Basın özgürlüğü; genel olarak haber, fikir ve düşüncelerin basılmış eserler yoluyla, serbest olarak açıklama ve yayma özgürlüğü olarak tanımlanabilir. Evrensel düzeyde bir hak, aynı zamanda ifade özgürlüğünün de bir parçası niteliğindedir. Basın özgürlüğü önemine atfen, Anayasamız içeriğinde de kendisine yer bulmuştur. Anayasa’nın 28. maddesi ile 5187 sayılı Basın Kanunu’nun 1 ve 3. maddelerinde düzenlenmiş, basının özgürce yayın yapmasının sağlanması amaçlanmıştır.Anayasanın 26/2 fırkası “Basın hürriyetlerinin kullanılmasının, başkalarının şöhret veya haklarının özel aile hayatlarının korunması amaçlarıyla sınırlandırılabileceği” öngörülmüştür. Değişik fikir ve düşünceler, değer ve inançlar yasal sınırları içinde eleştirilebilir, hatta kınanabilir ancak eleştiri ve kınama yasa ve toplumca doğru yönde kabul edilen ahlak kuralları içinde uygar bir tutum içinde yapılabilmeli ancak hukuki uygunluk hallerini de gözetmelidir. Anayasa’nın 28. maddesinin dördüncü fıkrası uyarınca basın özgürlüğünün sınırlanmasında ifade özgürlüğünün sınırlandırılmasına ilişkin hükümler uygulanır. Bu anlamda basın özgürlüğü, ifade özgürlüğünün farklı bir görünümü olarak karşımıza çıkar. Avrupa İnsan Hakları Mahkemesine ve Anayasa Mahkemesine göre ifade özgürlüğü, demokratik toplumun temelini oluşturan ana unsurlardan olup, sadece toplum tarafından kabul gören, zararsız veya ilgisiz kabul edilen bilgi ve fikirler için değil incitici, şok edici ya da endişelendirici bilgi ve düşünceler için de geçerlidir. İfade özgürlüğü, yokluğu hâlinde demokratik bir toplumdan söz edemeyeceğimiz çoğulculuğun, hoşgörünün ve açık fikirliliğin bir gereğidir.
Bununla birlikte, her özgürlükte olduğu gibi basın özgürlüğününde belli sınırları bulunmaktadır. Anayasa’nın 17. Maddesine bakıldığında, bireyin manevi varlığının bir parçası olan şeref ve itibara üçüncü kişilerin saldırılarını önlemesi gerekmektedir.

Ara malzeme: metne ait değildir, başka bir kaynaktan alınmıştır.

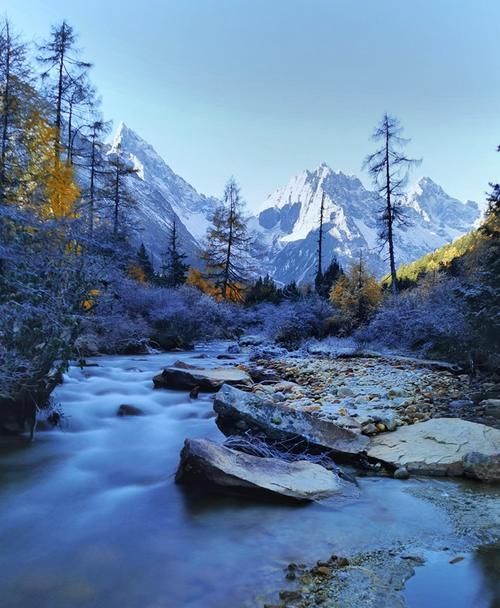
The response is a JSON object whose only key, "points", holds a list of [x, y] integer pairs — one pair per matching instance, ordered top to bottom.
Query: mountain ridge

Söz konusu özgürlük ve haklar arasında bir denge kurulması gerekmekte, denge kurulurken ise Anayasa’nın 13. maddesi kapsamında hakkın özüne dokunulmamalı, demokratik toplum düzeninin gerekleri ve sınırlama amacı ile aracı arasındaki ölçü gözetilmelidir. İşbu kapsamda, yayında kamu yararı bulunmasına, kamusal yarara dair bir tartışmaya katkı sağlamasına, toplumsal ilginin varlığına ve konunun güncel olmasına, haber veya makalenin konusu ile yayımlanma şartlarına, bunlarda kullanılan ifadelerin türüne, yayının içeriğine, şekli ve sonuçlarına, habere yönelik kısıtlamaların niteliğine ve kapsamına, haberde yer alan ifadelerin kim tarafından dile getirildiğine, hedef alınan kişinin kim olduğuna ve tanınırlık derecesi ile ilgili kişinin önceki davranışlarına dikkat edilmelidir.
Somut olayda, davalılar tarafından yapılan yayınların, davacı şirket tarafından kişilik haklarına saldırı olarak nitelenen ve dava dilekçesinde belirtilen ifadelerin, kişilik haklarını zedeler nitelikte bir beyan veya içerik olmadığı, ifadelerin değer yargılarını açıklar özellikte olduğu, maddi vakıaya yer verilirken kaba, incitici, aşağılayıcı veya küçük düşürücü bir dil kullanılmadığı, yayında, davacının kişilik değerleri hedef alınmaksızın ve rahatsız edici bir üslup kullanılmaksızın haberin sunulduğu, davalı şirketin hedef alınmadığı, diğer davacının ise tam ad ve soyadının yer almadığı, doğrudan kişilik haklarının hedef alınmadığı, Davalı …’ in başından geçen olayı kendi değer yargıları ve olay sonucunda kendi iç dünyasında meydana getirdiği duygusuna göre değerlendirerek ve yorumlayarak aktardığı anlaşılmaktadır. Bu bağlamda belirtilmelidir ki basın, somut gerçeği değil, o anda belirlenen, var olan ve orta düzeydeki kişilerce de yayının yapıldığı biçimi ile kabul edilen olguları yayınlamak durumundadır. O anda ve görünürde var olup da sonradan gerçek olmadığı anlaşılan olayların ve olguların yayınından basın sorumlu tutulamaz. Gazetecilik tekniğinin gereği olarak bir olayın haber haline getirilip okuyucunun ilgisini çekecek nitelikte verilmesi için başlığın çarpıcı nitelikte ifadelerinde kullanılabileceği hususu da dikkate alındığında, dava konusu yayının bütünü itibarıyla görünür gerçekliğe uygun, basının haber verme, toplumun haber alma hakkı kapsamında kalıp davacıların kişilik hakkına bir saldırı bulunmadığı sonucuna varılarak, davanın reddine karar vermek gerekmiş ve aşağıdaki şekilde hüküm kurulmuştur.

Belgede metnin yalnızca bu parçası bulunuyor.